There is an interesting article in the latest Business Week (Dec. 11, 2006) provocatively titled A New Way To Beat The Market? It describes a category of mutual funds that acts like a long/short hedge fund. Let's take a look:
To beat the market, mutual fund managers often ramp up risk, making outsize bets on stocks they expect to outperform. Now some quant jocks say they've hit upon a less risky approach: A strategy called 120/20, which, ironically, combines two risky strategies, leverage and short sales.
Here's how it works: For every $100 the manager invests in stocks, he sells "short" $20 worth of stocks on which he is bearish, making a bet these stocks will fall. The manager then invests the proceeds from the short sales in his bullish picks, amplifying those bets. As a result, a 120/20 portfolio has about 100% of its money in the market. (Some managers build 130/30 or 135/35 portfolios, pushing short sales to 30% or 35%.)
This type of funds brings makes the long/short strategy available to the masses which can only be considered a good thing. To a certain extent, it's a good description of what I try to do in my own accounts, except I'm willing to go net short if the situation warrants (I'm currently out of all short positions except for a tiny amount in QID). The online version mentions only one example, OADEX. I don't have the print version in front of me, but if memory serves, it had a few more names from Goldman Sacks and ING. From the Business Week article one somehow gets the impression that this type of product is a new invention. In fact, there are a number of other funds with more than a few years of track record.
Interested readers may want to check out the list below. Besides OADEX, I got the next three names for an old Jeff Saut missive which has been a weekly must read for me. HSGFX is a personal holding and Hussman's writings has also been a personal favorite. In general, you'll find that you have to pay for this kind of strategy in the form of loads, high annual expenses or both. HSGFX is the cheapest of the bunch, although its performance has been lagging. But again, the way to evaluate these funds is to look at the long term, risk-adjusted returns.

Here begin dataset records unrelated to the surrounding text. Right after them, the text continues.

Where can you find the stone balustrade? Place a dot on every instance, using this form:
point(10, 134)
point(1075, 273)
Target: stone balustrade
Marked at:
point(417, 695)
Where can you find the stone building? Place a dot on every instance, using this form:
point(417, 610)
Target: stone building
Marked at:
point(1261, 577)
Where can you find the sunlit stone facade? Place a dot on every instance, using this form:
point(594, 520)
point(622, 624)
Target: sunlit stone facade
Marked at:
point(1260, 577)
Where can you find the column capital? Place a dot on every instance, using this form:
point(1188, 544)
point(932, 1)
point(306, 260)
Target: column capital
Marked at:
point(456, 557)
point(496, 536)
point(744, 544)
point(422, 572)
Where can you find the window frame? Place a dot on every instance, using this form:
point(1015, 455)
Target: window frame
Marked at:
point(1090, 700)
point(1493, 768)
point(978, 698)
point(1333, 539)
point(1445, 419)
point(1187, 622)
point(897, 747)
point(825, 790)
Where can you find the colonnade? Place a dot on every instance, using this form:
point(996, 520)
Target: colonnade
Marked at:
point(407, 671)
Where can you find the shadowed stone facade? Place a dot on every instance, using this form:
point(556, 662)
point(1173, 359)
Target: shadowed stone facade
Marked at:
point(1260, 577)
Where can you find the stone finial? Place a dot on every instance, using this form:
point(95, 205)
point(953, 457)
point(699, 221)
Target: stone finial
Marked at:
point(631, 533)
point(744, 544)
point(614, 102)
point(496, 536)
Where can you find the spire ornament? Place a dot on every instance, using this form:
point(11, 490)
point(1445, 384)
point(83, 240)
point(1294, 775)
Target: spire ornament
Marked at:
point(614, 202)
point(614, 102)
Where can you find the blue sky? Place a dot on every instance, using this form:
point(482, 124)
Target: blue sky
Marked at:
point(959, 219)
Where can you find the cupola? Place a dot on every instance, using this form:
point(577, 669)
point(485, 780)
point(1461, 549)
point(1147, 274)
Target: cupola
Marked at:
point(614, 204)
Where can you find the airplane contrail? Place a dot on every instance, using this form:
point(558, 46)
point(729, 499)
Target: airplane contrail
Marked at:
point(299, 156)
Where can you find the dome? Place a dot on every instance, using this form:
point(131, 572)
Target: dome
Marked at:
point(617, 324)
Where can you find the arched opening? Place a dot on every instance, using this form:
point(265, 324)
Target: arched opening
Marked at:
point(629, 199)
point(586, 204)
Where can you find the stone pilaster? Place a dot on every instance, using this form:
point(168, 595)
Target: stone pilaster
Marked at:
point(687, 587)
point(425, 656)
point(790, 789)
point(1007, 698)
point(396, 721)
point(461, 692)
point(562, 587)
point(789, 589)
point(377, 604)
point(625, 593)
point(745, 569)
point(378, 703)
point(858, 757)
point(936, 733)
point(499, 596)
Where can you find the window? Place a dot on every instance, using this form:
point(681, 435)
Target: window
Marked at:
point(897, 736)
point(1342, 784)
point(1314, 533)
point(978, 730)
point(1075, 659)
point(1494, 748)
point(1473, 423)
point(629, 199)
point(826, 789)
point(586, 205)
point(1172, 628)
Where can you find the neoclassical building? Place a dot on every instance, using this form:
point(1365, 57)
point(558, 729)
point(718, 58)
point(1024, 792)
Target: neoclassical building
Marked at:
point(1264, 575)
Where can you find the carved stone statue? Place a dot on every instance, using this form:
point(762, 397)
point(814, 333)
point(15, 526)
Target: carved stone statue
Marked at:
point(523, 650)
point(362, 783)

The short description for each fund was copied from the profile page of Yahoo Finance.
- Old Mutual Analytic U.S. Long/Short A (OADEX)
- The investment seeks above average total return. The fund normally invests at least 80% of net assets in equity securities of companies whose securities are traded in U.S. markets. It generally invests in medium and large-cap companies. The fund may invest in long and short positions of publicly traded equity securities. Its long equity exposure equals to approximately 120% of assets and short equals to approximately 20%.

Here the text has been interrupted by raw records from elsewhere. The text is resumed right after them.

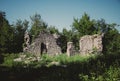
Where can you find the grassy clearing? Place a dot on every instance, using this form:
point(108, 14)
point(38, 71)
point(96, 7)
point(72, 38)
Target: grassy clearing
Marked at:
point(63, 68)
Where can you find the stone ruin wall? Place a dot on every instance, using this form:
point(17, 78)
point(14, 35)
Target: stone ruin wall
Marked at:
point(45, 43)
point(90, 44)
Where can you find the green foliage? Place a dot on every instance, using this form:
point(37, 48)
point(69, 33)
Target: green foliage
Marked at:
point(84, 26)
point(38, 25)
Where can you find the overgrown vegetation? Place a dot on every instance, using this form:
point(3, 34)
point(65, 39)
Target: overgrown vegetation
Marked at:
point(104, 67)
point(62, 68)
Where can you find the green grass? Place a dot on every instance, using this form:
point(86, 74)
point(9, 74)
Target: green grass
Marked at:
point(63, 68)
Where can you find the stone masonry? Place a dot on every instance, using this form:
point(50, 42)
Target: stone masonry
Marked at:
point(91, 43)
point(70, 49)
point(45, 43)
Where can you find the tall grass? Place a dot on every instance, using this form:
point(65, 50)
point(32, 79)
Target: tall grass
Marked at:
point(63, 68)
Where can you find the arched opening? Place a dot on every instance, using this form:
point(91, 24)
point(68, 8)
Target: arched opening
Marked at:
point(43, 48)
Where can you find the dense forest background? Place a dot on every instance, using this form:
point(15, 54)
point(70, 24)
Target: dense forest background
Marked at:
point(12, 35)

- Quaker Strategic (QUAGX)
- The investment seeks long-term growth of capital. The fund invests at least 65% of the total assets in U.S. common stocks of companies and invests up to 25% of its total assets in "special situation" securities. It invests in equity securities of companies with a high probability for superior growth. The fund limits short sales to no more than 25% of the total assets. It will not acquire more than 10% of the outstanding voting securities of any one issuer.
- Diamond Hill Long-Short (DIAMX)
- The investment seeks long-term capital appreciation. The fund primarily invests in common stocks that the management believes are undervalued. It normally invests in the companies with a market capitalization greater than $500 million. The management utilizes a two-step security selection process to find intrinsic value regardless of overall market conditions.
- ICON Long/Short (IOLIX)
- The investment seeks capital appreciation. The fund invests in equity securities traded in U.S. markets. It invests in long position equity securities identified as undervalued and take short position in equity positions identified as overvalued. The size of each long or short position will be determined by analyzing the tradeoff between the attractiveness of each position and its impact on the risk of overall portfolio.
- Hussman Strategic Growth (HSGFX)
- The investment seeks long-term capital appreciation, with added emphasis on capital preservation in unfavorable market conditions. The fund typically invests in common stocks, except for modest cash balances that may occasionally arise due to the day-to-day management of the portfolio. When market conditions are favorable in the view of the investment manager, it may use options to increase its investment position. When condition are unfavorable, the fund may use options and index futures to reduce its exposure to market fluctuations.
This is a 5-yr relative graph. _GSPC is the S&P 500 index. HSGFX has had extremely low volatility in the past three years at the expense of returns. IOLIX looked good in this graph because of a quirk in the way Yahoo does comparison plots. Its record doesn't go back 5 yrs so it was normalized to HSGFX when data first became available. According to the Business Week article, OADEX adopted the long/short strategy in February, but evidently they didn't change the fund symbol. I don't know if the other funds also had similar style changes. Looking at the 2006 results, IOLIX and QUAGX are below their May highs while S&P/DIAMX/OADEX are above. This should reveal something about their respective hedging strategies.